I love "Beauty and the Geek", too. The show just cracks me up. Those girls are so dumb and some of those boys (mostly Richard) are so clueless when it comes to girls. Last night the guys' challenge was to see which guy could get the most girls to give them their phone numbers in 30 minutes at a mall-type place. I love that Chuck "played it up gay" to win the most numbers. Kind of funny that girls are super willing to give their digits to gay guys, but not so willing to give their digits to slightly (or drastically in Richard's case) nerdy guys. This morning on Regis and Kelly they were going over who was going to be on the show on Monday and Regis announced that Richard from B & the G was going to be on.

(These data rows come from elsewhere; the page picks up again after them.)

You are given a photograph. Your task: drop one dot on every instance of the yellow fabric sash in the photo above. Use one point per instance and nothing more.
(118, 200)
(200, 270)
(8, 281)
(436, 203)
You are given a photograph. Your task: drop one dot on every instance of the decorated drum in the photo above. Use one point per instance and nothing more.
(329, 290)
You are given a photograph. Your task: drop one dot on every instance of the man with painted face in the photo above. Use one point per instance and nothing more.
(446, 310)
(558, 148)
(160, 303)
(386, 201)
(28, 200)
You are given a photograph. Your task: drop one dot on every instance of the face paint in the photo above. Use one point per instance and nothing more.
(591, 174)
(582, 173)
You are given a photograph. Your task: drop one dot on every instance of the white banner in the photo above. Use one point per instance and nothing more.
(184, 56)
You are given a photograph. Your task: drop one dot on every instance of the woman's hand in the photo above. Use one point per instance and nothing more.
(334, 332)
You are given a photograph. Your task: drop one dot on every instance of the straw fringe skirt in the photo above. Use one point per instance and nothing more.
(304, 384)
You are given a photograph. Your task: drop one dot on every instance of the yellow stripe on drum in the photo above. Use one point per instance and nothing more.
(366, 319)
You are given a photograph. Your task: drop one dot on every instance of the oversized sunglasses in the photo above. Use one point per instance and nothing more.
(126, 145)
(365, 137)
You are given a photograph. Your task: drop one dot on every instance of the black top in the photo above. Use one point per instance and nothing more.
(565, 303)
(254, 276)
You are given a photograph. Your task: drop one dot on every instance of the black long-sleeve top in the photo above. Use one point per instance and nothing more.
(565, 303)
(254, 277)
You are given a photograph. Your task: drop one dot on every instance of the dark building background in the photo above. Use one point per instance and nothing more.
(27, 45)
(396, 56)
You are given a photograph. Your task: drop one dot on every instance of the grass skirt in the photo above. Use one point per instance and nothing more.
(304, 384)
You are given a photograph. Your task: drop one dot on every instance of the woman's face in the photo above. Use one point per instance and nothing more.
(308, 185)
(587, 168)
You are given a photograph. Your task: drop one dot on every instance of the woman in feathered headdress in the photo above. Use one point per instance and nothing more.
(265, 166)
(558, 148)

He has this puzzled look on his face like "why is this guy going to be on MY show?" I can't wait to see how Richard acts on R&K and Regis' reaction to the guy who in my opinion has to be THE DORKIEST GUY on the PLANET! I wonder if he's really that dorky or if he's playing it up . . .

Thursday, June 23, 2005

Real World

Okay, I have to confess . . . I'm a "The Real World" junkie. Or at least the first and last episodes. I love watching them all meet for the first time and then say their goodbyes. The stuff in the midde I could take or leave. Anyway last night I caught a rerun of the first episode of the new season and the drama is in full swing right off the bat. The second night they are in Austin one of the roommates gets hit in the face in a drunken "brawl" and fractures a bone in his face that is going to require surgery to fix. Ouch! Does that really happen in "real" life?! I'm kind of sad about the whole thing because the guy was quickly becoming a favorite of mine because he had a kick-arse Boston accent.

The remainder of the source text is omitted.